One of the key indicators of the economic value of VHH nanobodies is the success of Caplacizumab (Cablivi), the first VHH-based drug approved by the FDA, which has shown excellent market performance globally. Its sales revenue serves as a critical benchmark for measuring the economic potential of VHH nanobody technology.
As more VHH-based drugs enter clinical trials and receive regulatory approvals, the VHH nanobody market is expected to continue expanding. Overall, VHH nanobodies occupy a prominent position in the global biopharmaceutical market due to their unique advantages. The market is projected to maintain rapid growth in the coming years, delivering significant economic value to the global economy.

• Hamers-Casterman, C., Desmyter, A., Maes, E., Verbrugghe, A., Hamers, R., Songa, E. B., ... & Muyldermans, S. (1993). Naturally occurring antibodies devoid of light chains. Nature, 363(6428), 446–448. 
• Harmsen, M. M., & De Haard, H. J. (2007). Properties, production, and applications of camelid single-domain antibody fragments. Applied Microbiology and Biotechnology, 77(1), 13–22. 
• Lauwereys, M., Arbabi Ghahroudi, M., Desmyter, A., Kinne, J., Holzer, W., De Genst, E., ... & Muyldermans, S. (1998). Potent enzyme inhibitors derived from dromedary heavy-chain antibodies. EMBO Journal, 17(13), 3512–3520. 
• Muyldermans, S. (2013). Nanobodies: Natural single-domain antibodies. Annual Review of Biochemistry, 82, 775–797. 
• Vincke, C., Loris, R., Saerens, D., Martinez-Rodriguez, S., Muyldermans, S., & Conrath, K. (2012). General strategy to humanize a camelid single-domain antibody and identification of a universal humanized nanobody scaffold.
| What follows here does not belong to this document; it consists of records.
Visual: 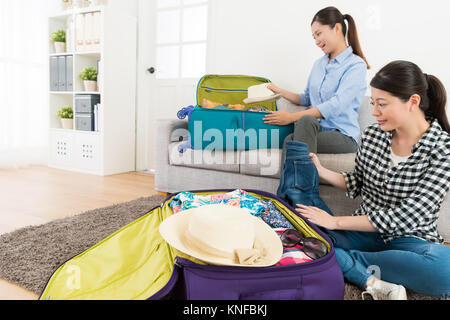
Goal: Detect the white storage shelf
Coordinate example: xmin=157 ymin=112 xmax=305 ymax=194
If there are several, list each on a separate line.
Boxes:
xmin=48 ymin=7 xmax=136 ymax=175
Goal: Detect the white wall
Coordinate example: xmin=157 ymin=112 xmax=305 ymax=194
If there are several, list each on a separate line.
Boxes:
xmin=136 ymin=0 xmax=450 ymax=170
xmin=208 ymin=0 xmax=450 ymax=92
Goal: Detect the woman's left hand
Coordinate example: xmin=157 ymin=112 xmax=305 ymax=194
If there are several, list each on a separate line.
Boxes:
xmin=295 ymin=204 xmax=336 ymax=230
xmin=263 ymin=110 xmax=294 ymax=126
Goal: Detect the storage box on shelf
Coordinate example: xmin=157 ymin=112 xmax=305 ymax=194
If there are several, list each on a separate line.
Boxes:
xmin=48 ymin=7 xmax=136 ymax=175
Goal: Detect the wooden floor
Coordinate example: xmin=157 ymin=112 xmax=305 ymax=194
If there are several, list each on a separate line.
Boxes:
xmin=0 ymin=166 xmax=157 ymax=300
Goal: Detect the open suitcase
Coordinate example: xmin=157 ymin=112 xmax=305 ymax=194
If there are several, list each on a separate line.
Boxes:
xmin=178 ymin=75 xmax=294 ymax=152
xmin=40 ymin=190 xmax=344 ymax=300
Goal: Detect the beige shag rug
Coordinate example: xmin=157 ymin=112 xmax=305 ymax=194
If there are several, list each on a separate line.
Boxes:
xmin=0 ymin=195 xmax=444 ymax=300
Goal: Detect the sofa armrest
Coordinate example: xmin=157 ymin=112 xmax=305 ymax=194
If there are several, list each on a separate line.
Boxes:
xmin=154 ymin=119 xmax=188 ymax=191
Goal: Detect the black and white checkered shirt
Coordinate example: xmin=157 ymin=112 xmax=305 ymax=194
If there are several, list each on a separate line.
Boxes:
xmin=343 ymin=119 xmax=450 ymax=243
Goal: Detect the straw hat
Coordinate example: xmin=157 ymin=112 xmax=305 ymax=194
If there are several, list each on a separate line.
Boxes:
xmin=244 ymin=83 xmax=282 ymax=104
xmin=159 ymin=205 xmax=283 ymax=267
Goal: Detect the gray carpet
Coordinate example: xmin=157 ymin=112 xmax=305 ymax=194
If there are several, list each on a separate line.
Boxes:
xmin=0 ymin=196 xmax=444 ymax=300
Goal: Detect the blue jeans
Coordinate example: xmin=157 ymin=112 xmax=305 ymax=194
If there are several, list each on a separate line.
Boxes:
xmin=277 ymin=141 xmax=450 ymax=297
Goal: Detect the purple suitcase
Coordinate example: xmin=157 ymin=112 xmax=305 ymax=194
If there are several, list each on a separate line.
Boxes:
xmin=150 ymin=189 xmax=345 ymax=300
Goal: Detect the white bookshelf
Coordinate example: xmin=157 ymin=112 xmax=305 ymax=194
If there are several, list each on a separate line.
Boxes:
xmin=48 ymin=6 xmax=137 ymax=176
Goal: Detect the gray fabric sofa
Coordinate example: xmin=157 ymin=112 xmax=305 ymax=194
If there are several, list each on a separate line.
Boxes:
xmin=155 ymin=97 xmax=450 ymax=242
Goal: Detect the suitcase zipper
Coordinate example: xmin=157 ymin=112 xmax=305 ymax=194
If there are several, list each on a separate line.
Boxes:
xmin=200 ymin=86 xmax=248 ymax=92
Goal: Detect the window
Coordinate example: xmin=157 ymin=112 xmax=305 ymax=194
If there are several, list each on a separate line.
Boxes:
xmin=156 ymin=0 xmax=208 ymax=79
xmin=0 ymin=0 xmax=49 ymax=167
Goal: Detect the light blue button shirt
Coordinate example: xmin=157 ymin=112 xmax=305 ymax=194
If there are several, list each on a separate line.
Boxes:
xmin=300 ymin=47 xmax=367 ymax=142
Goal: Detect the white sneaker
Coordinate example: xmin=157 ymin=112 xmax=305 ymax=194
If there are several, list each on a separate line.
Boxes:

Journal of Biological Chemistry, 287(10), 7346–7355.
• Wesolowski, J., Alzogaray, V., Reyelt, J., Unger, M., Juarez, K., Urrutia, M., ... & Steindl, F. (2009). Single-domain antibodies: Promising experimental and therapeutic tools in infection and immunity. Medical Microbiology and Immunology, 198, 157–174. 
• Wesolowski, J., Jain, N., & Scheid, P. (2009). Single-domain antibodies: Promises and challenges of their clinical development. Expert Opinion on Biological Therapy, 9(8), 109–117.